Figure2.14: Chromatographie liquide haute performance couplée à un détecteur fluorimétrique
2.5.6 Analyse des pesticides
Les pesticides sont caractérisés par leur diversité notamment concernant leurs propriétés physico-chimiques et par des concentrations faibles dans les échantillons d’air et d’eau (pluie exutoire). Il paraît donc important d’utiliser une technique d’analyse permettant la détection d’un grand nombre de composés avec des seuils de détection bas. Il a été choisi de doser les pesticides par une méthode de chromatographie en phase gazeuse (CPG) couplée à la spectro-métrie de masse en tandem (MS/MS) suivant la technologie de la trappe d’ions et ceci en impact électronique (Scheyer,2004). Cette méthode est la plus couramment utilisée pour l’analyse des pesticides, car elle est un outil performant pour l’identification dans les matrices complexes.
La spectrométrie de masse tandem permet d’améliorer les limites de détections ainsi que la spé-cificité des composés à analyser.

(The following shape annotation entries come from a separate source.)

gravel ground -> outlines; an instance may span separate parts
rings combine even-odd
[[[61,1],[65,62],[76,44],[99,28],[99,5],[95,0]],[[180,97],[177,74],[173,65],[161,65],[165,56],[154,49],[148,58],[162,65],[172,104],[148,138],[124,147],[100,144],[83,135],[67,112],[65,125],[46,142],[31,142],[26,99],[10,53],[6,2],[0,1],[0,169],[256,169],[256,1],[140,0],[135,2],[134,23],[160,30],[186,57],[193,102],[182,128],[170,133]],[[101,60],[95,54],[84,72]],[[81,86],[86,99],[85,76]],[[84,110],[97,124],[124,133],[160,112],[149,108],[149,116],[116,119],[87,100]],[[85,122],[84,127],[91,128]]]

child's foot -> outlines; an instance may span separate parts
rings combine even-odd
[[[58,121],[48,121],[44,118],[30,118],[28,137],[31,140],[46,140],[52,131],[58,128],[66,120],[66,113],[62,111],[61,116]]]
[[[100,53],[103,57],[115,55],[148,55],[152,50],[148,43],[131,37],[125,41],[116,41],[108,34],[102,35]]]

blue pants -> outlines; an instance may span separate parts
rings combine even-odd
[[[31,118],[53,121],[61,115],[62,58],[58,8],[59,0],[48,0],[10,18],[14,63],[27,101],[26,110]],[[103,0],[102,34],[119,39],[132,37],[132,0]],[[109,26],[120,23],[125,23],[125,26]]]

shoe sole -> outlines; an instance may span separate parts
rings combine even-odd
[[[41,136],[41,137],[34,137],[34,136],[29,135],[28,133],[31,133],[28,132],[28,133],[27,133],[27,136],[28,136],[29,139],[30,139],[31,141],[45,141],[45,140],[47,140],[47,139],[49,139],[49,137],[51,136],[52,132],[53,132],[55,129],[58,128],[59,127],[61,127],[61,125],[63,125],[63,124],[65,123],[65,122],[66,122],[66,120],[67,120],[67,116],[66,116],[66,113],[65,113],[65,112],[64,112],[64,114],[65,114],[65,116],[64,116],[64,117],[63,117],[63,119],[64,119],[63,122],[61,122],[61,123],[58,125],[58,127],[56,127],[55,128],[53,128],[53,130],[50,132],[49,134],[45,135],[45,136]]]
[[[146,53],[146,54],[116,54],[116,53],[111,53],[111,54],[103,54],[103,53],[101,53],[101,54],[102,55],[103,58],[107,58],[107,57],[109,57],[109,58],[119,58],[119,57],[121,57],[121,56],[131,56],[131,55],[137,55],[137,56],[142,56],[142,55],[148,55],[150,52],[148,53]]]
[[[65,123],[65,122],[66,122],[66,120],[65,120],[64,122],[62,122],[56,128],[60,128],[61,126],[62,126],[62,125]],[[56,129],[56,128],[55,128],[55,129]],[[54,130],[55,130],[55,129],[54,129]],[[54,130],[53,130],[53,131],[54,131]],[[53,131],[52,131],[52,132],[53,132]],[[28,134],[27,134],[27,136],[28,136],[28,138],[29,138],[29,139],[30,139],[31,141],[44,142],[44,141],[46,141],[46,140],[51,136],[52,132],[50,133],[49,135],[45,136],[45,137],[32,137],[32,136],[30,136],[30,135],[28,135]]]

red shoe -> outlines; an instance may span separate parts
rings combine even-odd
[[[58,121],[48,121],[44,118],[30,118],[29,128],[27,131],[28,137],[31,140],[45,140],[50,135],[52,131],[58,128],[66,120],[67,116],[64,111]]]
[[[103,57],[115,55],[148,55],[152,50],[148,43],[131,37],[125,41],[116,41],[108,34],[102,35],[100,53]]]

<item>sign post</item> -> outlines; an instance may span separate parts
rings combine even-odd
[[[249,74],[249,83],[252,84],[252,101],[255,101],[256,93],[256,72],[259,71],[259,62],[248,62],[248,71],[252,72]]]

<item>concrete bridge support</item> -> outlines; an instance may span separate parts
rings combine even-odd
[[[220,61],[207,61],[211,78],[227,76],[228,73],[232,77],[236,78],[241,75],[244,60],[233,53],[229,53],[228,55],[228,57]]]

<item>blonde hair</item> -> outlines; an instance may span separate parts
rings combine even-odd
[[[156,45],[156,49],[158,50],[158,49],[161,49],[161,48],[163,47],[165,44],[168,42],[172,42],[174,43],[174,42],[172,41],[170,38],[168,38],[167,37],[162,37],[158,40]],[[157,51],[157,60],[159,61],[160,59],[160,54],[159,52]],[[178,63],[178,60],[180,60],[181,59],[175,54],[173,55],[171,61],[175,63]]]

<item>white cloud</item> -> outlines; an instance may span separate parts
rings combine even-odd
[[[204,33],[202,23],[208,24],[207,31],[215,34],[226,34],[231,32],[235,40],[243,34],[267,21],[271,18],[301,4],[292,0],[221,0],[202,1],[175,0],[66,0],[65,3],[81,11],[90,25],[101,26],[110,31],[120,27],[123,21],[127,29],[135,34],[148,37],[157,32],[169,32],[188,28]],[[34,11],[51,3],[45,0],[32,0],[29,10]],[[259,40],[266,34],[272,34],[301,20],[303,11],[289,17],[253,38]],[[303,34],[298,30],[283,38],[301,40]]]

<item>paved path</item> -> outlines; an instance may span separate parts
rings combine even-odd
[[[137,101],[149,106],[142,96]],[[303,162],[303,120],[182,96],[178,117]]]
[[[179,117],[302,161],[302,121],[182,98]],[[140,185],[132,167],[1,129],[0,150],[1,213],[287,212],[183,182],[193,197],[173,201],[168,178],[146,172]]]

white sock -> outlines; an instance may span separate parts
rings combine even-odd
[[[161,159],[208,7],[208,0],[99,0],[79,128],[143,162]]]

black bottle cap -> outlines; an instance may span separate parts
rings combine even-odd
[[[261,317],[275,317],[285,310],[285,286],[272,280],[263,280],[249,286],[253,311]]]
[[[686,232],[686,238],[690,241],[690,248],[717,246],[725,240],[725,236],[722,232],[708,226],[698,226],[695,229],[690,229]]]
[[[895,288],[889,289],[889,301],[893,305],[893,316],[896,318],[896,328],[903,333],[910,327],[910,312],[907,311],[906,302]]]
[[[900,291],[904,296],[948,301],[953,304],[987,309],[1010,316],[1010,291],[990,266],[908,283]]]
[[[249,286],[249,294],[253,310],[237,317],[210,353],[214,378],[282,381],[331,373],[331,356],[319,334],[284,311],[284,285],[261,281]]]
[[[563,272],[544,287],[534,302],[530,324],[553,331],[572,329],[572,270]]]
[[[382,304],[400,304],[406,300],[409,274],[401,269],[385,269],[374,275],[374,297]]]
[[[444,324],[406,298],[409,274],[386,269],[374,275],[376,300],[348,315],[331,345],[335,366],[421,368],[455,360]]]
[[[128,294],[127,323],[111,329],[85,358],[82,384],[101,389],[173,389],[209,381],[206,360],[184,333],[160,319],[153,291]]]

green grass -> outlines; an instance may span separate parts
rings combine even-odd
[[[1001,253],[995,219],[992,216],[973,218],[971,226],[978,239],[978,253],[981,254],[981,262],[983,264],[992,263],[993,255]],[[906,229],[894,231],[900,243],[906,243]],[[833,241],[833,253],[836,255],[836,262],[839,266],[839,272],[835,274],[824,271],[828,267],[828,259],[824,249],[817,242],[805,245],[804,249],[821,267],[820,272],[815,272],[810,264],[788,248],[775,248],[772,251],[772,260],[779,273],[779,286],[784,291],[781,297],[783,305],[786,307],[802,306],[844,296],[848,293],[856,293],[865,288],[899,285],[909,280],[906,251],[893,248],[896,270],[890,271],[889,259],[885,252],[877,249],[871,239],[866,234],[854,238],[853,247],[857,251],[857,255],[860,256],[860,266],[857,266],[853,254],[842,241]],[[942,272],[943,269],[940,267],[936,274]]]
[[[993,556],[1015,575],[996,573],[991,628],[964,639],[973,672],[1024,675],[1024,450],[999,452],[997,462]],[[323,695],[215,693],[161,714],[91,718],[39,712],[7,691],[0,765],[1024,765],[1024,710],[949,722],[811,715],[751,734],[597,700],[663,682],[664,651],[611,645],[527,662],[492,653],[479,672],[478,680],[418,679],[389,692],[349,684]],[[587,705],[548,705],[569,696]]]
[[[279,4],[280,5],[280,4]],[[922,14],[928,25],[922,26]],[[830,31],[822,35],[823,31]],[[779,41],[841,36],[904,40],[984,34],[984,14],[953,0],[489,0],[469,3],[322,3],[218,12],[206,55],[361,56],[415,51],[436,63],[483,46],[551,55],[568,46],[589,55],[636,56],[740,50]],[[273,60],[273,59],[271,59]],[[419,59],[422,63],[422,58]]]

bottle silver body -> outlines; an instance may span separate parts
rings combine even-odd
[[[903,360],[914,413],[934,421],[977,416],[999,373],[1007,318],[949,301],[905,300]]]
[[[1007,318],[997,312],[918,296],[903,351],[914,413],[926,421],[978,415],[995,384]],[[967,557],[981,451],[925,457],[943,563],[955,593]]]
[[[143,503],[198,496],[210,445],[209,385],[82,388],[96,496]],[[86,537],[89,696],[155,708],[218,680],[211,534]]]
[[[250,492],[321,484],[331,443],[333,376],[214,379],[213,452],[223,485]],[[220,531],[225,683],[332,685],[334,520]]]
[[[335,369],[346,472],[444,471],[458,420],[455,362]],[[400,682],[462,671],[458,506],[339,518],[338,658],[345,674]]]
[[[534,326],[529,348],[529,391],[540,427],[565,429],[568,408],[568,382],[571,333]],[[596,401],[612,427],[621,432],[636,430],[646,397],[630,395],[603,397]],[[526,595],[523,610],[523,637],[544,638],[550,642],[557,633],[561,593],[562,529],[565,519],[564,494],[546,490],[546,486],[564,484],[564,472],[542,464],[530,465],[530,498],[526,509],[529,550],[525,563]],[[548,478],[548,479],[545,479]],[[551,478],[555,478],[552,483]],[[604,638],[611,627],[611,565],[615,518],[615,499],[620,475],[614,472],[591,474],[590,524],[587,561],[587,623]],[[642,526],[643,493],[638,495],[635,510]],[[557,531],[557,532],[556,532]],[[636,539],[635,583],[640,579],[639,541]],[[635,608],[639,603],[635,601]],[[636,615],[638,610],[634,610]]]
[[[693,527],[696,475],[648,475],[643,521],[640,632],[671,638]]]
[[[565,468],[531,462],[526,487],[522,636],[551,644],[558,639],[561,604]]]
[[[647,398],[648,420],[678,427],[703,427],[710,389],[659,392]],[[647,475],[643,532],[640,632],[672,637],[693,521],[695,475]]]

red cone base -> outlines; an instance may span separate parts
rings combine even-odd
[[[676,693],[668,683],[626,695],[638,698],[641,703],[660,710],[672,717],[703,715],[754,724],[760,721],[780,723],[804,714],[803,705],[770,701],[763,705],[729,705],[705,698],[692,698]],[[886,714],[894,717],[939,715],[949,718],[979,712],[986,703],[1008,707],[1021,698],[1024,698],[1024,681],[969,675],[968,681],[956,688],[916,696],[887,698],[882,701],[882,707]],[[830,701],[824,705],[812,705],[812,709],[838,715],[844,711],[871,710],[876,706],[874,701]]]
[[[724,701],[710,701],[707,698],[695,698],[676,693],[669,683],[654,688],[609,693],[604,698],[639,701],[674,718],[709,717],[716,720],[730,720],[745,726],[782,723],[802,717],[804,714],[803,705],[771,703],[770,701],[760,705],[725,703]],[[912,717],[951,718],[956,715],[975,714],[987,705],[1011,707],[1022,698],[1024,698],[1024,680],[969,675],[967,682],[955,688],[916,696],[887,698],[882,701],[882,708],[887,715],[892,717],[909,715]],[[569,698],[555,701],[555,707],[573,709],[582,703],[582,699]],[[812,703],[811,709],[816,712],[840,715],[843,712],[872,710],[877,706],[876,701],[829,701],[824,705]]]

Dans la MS/MS la formation des ions fragments commence par la sélection d’un ion stable issu de la source d’ions (appelé ion parent). Cet ion est ensuite excité afin d’augmenter son énergie interne puis fragmenté. Les ions fragmentés sont ensuite analysés.
Toutes les étapes de fragmentations ont lieu à l’intérieur de la trappe à ions dont le principe de fonctionnement est décrit en détail dans la thèse deScheyer(2004). L’ensemble des données sur les pesticides est présenté dans l’annexe B.